- The Washington Times - Monday, March 7, 2005


Palestinians attack border military post

HEBRON, West Bank — Palestinian militants shot and wounded two Israeli border policemen yesterday in an attack on a military post near a West Bank shrine, the latest attempt to disrupt a delicate cease-fire.

Israeli Prime Minister Ariel Sharon, reacting to the attack, said Jews would continue to live and pray in Hebron, endorsing the settler presence in the tense city.

Despite the violence, both sides reported progress in transferring West Bank cities to Palestinian security control after weeks of deadlock over Israeli roadblocks. The town of Tulkarm is to be transferred today.

Israeli Defense Minister Shaul Mofaz and Palestinian leader Mahmoud Abbas are scheduled to meet today to discuss the transfer of West Bank towns, the highest-level negotiations on the issue.


Government forces kill 30 Maoist rebels

KATMANDU — Government forces killed at least 30 Maoist rebels in Nepal, the army said yesterday, in one of the most deadly clashes since King Gyanendra fired the government and seized power last month to put down the rebellion.

The fighting in the western district of Arghakhanchi, a rebel stronghold, occurred Friday when the Maoists attacked the district’s headquarters and set several government offices on fire, the army said.
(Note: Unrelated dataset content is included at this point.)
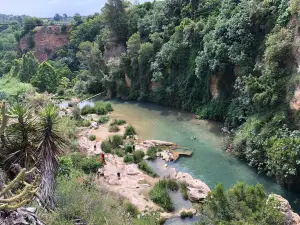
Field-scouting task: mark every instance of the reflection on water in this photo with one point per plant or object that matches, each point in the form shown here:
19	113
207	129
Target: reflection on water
209	162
Reports of the fighting came as Nepal assured its giant neighbor and key ally, India, that King Gyanendra would soon relax some emergency measures he took after assuming full power and suspending civil rights.


Yugoslav army chief surrenders to tribunal

THE HAGUE — The Yugoslav army’s wartime leader surrendered to the U.N. war- crimes tribunal yesterday to face charges stemming from the Balkan wars of the 1990s, including killings and other attacks on civilians.

Gen. Momcilo Perisic was indicted last week for his suspected role in atrocities committed by his troops in Croatia and Bosnia over a five-year period. Tribunal spokesman Jim Landale confirmed Gen. Perisic’s arrival in the Netherlands.

The general, a one-time ally of former President Slobodan Milosevic, is the fourth-ranking Serb commander since January to announce his readiness to be tried by the U.N. tribunal.


Police recover 3 stolen paintings

OSLO — Police recovered three works by Norwegian artist Edvard Munch in a raid yesterday, a day after they were stolen from a hotel. But his iconic work “The Scream,” taken in a separate theft last year, still is missing.

Police said several people, some with foreign background, have been arrested since the raid last night. The recovered paintings include a 1915 Munch watercolor, “Blue Dress,” and two lithographs — a self-portrait and a portrait of Swedish playwright and novelist August Strindberg.

“The Scream,” showing a terrified waif figure under a blood-red sky, and “Madonna” were stolen from Oslo’s Munch Museum in front of dozens of tourists last August.


Pretoria to change to Tshwane

PRETORIA — South Africa’s capital city Pretoria yesterday took a step closer to changing its name to Tshwane and seeing the moniker once associated with the apartheid regime disappear from maps.

At a special meeting, the African National Congress-led 152-member City Council voted in favor of the plan. The city of 2 million was named originally by white Afrikaner settlers after Boer hero Pretorius in the 1850s.